India’s largest airline by market share IndiGo is headed for the National Company Law Tribunal (NCLT) for resolving deep fissures that have surfaced between major shareholders Rahul Bhatia and Rakesh Gangwal who along with other promoter entities hold about 75% in InterGlobe Aviation Ltd., the listed company that runs the airline.
Bhatia and Gangwal have hired law firms JSA Law and Khaitan & Co, respectively, for dispute resolution, The Times of India reported on Thursday. There has been no word on the nature of the differences.
In a response to an emailed query from Mint, IndiGo said the company has not made any statement on the subject yet but did not rule out the possibility of one in due course.
Major shareholders hiring law firms indicate the possibility of the dispute reaching the tribunal, said regulatory experts. The most recent high profile shareholder dispute to reach NCLT was of the Tata group when former chairman of Tata Sons Cyrus Mistry moved the tribunal in 2016 after he was removed abruptly from Tata Sons. Mistry claimed that the charter of the company was oppressive to minority shareholders, a claim rejected by NCLT when it dismissed the petition on behalf of Mistry last July.
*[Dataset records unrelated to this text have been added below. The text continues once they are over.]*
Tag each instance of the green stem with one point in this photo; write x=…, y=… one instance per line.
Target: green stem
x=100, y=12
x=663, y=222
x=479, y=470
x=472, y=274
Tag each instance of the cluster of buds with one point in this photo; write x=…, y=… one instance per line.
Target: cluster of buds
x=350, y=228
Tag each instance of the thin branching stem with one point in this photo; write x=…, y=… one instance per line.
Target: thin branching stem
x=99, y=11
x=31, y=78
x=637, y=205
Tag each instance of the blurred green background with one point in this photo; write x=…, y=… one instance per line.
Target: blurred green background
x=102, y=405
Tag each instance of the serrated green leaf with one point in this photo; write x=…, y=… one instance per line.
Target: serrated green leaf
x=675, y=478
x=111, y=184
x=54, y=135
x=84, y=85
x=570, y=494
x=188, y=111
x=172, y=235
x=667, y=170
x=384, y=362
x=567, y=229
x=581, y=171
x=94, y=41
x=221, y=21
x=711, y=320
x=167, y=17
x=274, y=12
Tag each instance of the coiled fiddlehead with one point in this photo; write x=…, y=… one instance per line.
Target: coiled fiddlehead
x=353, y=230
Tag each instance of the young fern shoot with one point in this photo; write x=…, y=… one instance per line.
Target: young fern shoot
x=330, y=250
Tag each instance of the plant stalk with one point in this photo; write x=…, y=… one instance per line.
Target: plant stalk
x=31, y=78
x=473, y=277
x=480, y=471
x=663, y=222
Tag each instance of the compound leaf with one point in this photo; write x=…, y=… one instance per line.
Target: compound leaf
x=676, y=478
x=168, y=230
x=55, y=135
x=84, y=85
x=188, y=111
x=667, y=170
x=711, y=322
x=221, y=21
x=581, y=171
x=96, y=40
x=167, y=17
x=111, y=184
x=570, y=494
“Hiring of law firms imply there is a possible dispute which may end up in NCLT. First, efforts will be to resolve the differences within the board room as one of the issues that arise is who controls the company. Control on decisions of a company may differ even among those with similar shareholding, as support from directors of the company including independent directors may differ. The stalemate cannot continue. Ultimately, the NCLT may decide on whether one shareholder can buyout the stake of the other,” said Pavan Kumar Vijay, founder of advisory firm Corporate Professionals.
The charge that shareholders usually make while moving NCLT against another shareholder is that the company is being run in a way prejudicial to their interests. This is done by invoking section 241 of the Companies Act, 2013 that deals with mismanagement and oppression. Besides deciding on a share transfer between shareholders, the tribunal can also decide on regulating the affairs of the company or terminating or modifying certain agreements between the company and any of its directors.